Dein Haus, o meine Seele, ist geweitet
zum Schloß, wo nachts ein königlicher Narr
entsetzlich aufheult, und mit wirrem Haar
den Engel flieht, der ihm entgegengleitet.

In sich verkrochen unterm Goldbrokat,
packt er mit wilden Griffen in die Fenster,
als wollt er fliehn vor Blicken der Gespenster
dorthin wo Mondlicht schläft auf Waldespfad.

Gefangener bleibt er gläsern leichter Wände,
umsonst schlägt seine Angst daran die Hände. –
Ach – frei des Zufalls viele Wege laufen!
Nicht Narr mehr sein, verehrend lauter Haufen!

Und hinter ihm, als ob er ihn schon faßt,
fühlt er den Schatten, der den Hals ihm krallt,
er strafft die schwanken Lenden, die Gestalt
und Kreischen gellt durch düsteren Palast.

Doch keine Antwort tönt aus Höllenschlund
dem heiseren Verzweiflungsschrei des Narren,
und nur der Wind streicht hin am Mauergrund
und am Tapetenschwarz mit leisem Scharren.

Und nun entreißt der Narr den Händen beide
des Armschmucks Ketten, die auf Dielen fallen,
tritt unters Gold und Eisen der Sandalen
das eitle Spielzeug fürstlicher Geschmeide.

Befreit von Diademes schwerer Qual
löst er sie auf, die reiche Mantelschlinge,
zerbricht das Szepter, streut sie hin die Ringe,
und steht nun wie ein Toter, nackt und fahl;

drückt an der Fenster grün und blau Kristall
den eisigen Mund, die heiligen Königsglieder,
und schaut dem Mond nach, dessen blasser Fall
den Morgen hochruft und die Lerchenlieder.

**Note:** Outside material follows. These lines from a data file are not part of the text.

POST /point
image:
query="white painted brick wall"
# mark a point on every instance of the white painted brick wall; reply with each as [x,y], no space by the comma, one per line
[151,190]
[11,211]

Wird wohl sein Volk, wenn alle Glocken klingen,
wenn Laub und Ähren sich im Winde schwingen,
den Herrscher mit verwunschenem Blick befrein,
dess' Hände machtlos an den Fenstern schrein?

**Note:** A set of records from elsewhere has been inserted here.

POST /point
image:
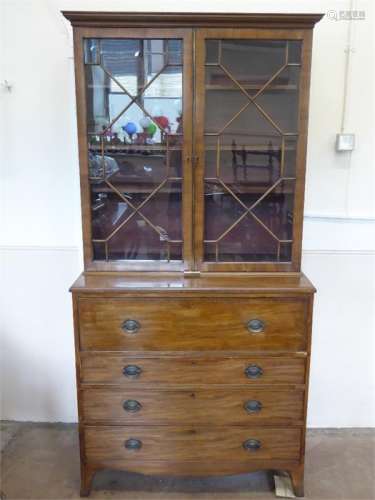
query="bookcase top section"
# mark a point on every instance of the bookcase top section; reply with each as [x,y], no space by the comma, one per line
[185,19]
[114,283]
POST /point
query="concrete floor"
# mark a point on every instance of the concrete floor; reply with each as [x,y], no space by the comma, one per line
[40,461]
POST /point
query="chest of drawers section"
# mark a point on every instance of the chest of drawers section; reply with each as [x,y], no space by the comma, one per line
[192,385]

Niemand kann's wissen; denn das Glockenheer,
es war schon längst durch nichts mehr zu erwecken,
sie tönen nimmer den verdammten Strecken, –
die Stille scheint von Ewigkeiten schwer.

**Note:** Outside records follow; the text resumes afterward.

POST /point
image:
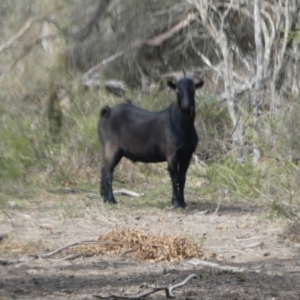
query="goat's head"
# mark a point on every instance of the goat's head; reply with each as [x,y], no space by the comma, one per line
[185,88]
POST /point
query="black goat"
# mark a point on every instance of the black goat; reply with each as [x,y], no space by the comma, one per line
[151,137]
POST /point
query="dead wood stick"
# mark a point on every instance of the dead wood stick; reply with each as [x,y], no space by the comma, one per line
[5,262]
[128,193]
[50,254]
[198,262]
[168,289]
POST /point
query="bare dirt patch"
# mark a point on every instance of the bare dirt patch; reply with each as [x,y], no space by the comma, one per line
[241,237]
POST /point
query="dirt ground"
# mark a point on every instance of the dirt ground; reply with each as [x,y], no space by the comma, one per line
[231,237]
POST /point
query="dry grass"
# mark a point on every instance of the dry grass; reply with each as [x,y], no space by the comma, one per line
[143,245]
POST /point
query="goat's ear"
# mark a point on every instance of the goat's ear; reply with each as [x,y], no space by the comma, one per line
[199,84]
[172,85]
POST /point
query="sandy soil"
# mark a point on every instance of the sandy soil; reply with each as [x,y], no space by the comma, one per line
[232,237]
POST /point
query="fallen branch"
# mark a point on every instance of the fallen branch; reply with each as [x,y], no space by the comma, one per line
[50,254]
[168,290]
[6,262]
[128,193]
[198,262]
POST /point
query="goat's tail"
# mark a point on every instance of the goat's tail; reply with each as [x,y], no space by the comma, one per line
[105,111]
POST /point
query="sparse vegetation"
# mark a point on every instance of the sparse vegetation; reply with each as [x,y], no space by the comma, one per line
[55,60]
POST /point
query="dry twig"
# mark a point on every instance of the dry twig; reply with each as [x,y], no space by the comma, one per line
[167,289]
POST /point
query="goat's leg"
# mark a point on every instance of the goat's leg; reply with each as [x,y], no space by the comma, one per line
[107,176]
[103,185]
[173,171]
[183,167]
[109,191]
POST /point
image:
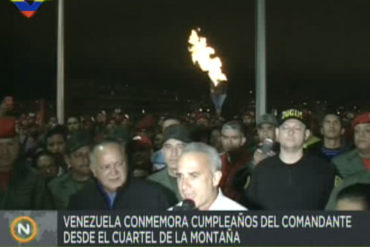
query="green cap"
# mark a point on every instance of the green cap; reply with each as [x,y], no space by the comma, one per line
[78,140]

Bewohner sah man niemals in den Städtchen,
sah nie, daß man die Ebenen weit bebaute,
nie hörte man im Heu süß seufzend Laute
kosender Vögel, bräutlich seliger Mädchen.

Und dies Alleinsein wird dem Narrn zum Fluch,
nicht Tränen, nicht Gebet selbst beim Verenden!
Kein Freund schließt ihm das Lid mit sanften Händen
und keine Liebste öffnet noch das Tuch.

So fühlt er sich in Schmach zusammensinken
und saugt den Mund an Fensterscheiben fest
als wolle er an ihren Schmelz gepreßt
der Sterne Frische und den Mondschein trinken.

Und immer folgt ihm, gleichsam ein Erfrieren,
des Engels Hauch, sein schleichend stiller Gang.
Er wird, nachdem er würgend ihn umschlang,
sich selber mit der Königskrone zieren.